Sa carrière sera ensuite traversée par les grands courants artistiques (cubisme, dadaïsme, symbolisme) avec plus ou moins de bonheur.
Outre ses nombreux autoportraits en garçonne émancipée, ses sujets de prédilection sont des scènes de vie de la bourgeoisie : patins à roulettes, piscine et combat de boxe à Paris ; Music-hall, jazz et lumières sur la ville à New-York où elle et son mari retrouvent pendant et après la seconde guerre mondiale leurs amis artistes Duchamp, Picabia, Joseph Stella, Man Ray. ; Des natures mortes à Barcelone ou bien encore des placettes, terrasses et jardins à Saint Rémy de Provence.
L’œuvre baptisée par la suite American Picnic (en couverture de l’article) impressionnante par ses dimensions (2.17 m x 3.4 m) semble résumer ses principales aspirations et style (le fameux contour noir qui sera sa signature picturale). Peinte vers 1918 pendant son séjour américain de l’artiste, on y perçoit l’influence d’un Matisse (La Danse) comme d’un Gauguin dans l’usage d’aplats de couleurs pastel.
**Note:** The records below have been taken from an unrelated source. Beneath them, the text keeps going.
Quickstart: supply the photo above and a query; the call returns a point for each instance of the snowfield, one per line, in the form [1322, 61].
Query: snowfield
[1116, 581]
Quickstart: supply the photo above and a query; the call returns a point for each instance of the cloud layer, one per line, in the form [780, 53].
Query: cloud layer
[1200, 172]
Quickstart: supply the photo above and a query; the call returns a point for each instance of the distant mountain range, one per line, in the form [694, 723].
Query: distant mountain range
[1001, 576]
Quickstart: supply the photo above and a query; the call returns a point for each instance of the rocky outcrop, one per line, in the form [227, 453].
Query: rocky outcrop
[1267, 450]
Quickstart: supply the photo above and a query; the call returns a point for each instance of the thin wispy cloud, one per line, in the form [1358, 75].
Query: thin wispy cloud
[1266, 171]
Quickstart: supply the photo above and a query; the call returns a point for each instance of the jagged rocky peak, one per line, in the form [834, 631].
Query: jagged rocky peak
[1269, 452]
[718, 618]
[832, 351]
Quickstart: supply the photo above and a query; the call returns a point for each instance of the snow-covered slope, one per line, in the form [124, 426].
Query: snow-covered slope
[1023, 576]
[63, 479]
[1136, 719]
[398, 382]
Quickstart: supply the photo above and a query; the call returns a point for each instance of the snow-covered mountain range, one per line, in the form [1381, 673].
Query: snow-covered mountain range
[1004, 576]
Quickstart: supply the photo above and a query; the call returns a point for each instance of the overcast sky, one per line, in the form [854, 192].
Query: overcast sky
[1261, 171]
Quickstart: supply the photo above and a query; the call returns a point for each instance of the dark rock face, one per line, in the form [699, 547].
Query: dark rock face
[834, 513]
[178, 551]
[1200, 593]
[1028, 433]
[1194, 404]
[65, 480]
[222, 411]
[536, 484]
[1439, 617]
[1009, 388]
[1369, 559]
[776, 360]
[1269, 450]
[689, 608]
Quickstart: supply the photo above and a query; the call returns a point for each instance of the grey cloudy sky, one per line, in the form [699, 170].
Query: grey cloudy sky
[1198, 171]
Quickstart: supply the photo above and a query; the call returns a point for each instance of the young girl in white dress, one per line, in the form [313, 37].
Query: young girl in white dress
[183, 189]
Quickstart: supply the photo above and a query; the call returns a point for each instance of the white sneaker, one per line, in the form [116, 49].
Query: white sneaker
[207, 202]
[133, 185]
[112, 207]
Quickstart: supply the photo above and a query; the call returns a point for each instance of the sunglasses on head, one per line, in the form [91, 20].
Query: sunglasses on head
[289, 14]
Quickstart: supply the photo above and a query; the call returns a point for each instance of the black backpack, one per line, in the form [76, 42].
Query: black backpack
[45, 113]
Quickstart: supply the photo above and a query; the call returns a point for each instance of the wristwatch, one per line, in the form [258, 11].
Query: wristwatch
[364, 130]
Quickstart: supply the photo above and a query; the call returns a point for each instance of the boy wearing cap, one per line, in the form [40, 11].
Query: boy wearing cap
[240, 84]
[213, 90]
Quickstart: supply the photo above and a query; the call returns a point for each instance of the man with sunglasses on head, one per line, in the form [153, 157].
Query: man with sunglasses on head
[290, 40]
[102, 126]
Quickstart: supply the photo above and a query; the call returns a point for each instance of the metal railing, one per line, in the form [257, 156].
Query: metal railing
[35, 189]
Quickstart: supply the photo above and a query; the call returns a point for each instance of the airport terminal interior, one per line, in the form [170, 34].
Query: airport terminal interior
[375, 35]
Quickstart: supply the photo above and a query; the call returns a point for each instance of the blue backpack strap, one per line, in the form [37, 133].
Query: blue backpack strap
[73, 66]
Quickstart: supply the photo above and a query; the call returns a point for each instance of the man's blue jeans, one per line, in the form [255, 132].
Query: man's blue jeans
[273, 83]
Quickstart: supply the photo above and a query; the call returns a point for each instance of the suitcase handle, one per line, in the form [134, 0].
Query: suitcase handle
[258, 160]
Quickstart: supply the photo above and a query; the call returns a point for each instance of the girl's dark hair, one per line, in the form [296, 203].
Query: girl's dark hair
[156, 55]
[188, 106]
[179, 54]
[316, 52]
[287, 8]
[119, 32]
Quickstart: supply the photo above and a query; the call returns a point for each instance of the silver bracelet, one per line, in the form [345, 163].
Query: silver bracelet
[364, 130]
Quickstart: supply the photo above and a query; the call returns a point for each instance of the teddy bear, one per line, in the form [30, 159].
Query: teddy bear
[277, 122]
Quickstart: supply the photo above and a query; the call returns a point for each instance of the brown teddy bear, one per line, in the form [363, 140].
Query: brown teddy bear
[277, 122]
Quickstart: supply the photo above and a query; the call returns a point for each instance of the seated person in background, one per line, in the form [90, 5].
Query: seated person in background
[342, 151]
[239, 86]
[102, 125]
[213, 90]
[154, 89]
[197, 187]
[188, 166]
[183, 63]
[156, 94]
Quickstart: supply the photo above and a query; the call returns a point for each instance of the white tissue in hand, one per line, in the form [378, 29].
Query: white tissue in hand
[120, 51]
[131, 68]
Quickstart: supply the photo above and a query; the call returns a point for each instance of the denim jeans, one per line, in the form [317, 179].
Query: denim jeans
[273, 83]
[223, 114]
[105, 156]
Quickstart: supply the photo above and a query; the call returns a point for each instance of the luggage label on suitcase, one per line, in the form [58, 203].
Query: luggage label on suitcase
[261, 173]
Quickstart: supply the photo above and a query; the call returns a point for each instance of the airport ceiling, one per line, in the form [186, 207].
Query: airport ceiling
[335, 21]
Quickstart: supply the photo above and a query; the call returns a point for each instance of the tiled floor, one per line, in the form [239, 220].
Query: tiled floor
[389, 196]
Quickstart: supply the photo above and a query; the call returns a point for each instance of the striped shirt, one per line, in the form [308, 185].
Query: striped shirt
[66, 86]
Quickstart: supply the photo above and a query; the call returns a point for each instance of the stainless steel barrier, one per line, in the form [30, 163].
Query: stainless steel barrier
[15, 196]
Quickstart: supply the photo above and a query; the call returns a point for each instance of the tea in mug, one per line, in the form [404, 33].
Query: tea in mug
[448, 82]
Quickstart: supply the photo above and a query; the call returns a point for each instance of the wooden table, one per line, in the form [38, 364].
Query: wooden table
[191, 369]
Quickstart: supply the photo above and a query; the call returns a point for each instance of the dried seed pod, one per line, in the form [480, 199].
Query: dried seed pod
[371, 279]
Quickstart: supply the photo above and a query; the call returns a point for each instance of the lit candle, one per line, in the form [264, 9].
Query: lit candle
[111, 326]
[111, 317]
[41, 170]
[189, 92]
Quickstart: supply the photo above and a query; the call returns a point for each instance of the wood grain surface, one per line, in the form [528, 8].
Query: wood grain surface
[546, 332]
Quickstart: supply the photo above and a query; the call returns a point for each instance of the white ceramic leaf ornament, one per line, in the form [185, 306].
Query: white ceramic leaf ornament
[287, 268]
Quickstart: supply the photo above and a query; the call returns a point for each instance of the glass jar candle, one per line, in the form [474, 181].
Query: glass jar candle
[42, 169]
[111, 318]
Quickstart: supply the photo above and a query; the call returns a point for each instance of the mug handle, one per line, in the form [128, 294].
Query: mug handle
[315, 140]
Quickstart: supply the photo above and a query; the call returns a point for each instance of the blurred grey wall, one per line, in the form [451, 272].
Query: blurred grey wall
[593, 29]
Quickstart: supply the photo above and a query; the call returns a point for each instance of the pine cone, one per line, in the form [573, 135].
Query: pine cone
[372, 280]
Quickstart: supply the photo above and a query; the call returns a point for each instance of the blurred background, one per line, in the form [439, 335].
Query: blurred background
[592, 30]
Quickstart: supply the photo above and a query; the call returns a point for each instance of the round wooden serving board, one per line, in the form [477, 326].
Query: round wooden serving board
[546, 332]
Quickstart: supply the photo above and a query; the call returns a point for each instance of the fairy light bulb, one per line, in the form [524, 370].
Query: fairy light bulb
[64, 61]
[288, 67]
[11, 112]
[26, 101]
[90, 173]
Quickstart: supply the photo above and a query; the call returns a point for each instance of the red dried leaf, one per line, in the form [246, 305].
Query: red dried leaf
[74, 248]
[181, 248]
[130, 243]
Les races et les cultures africaines, indiennes et européennes semblent se mélanger sous le regard de l’artiste et d’une amie dans un décor d’une Eden idéalisé.
Cette exposition sur Juliette Roche qui révèlera à beaucoup (dont nous-mêmes) l’importance de son œuvre permet de revaloriser à sa façon l’impact des femmes dans l’art et les avant-gardes du XXe siècle.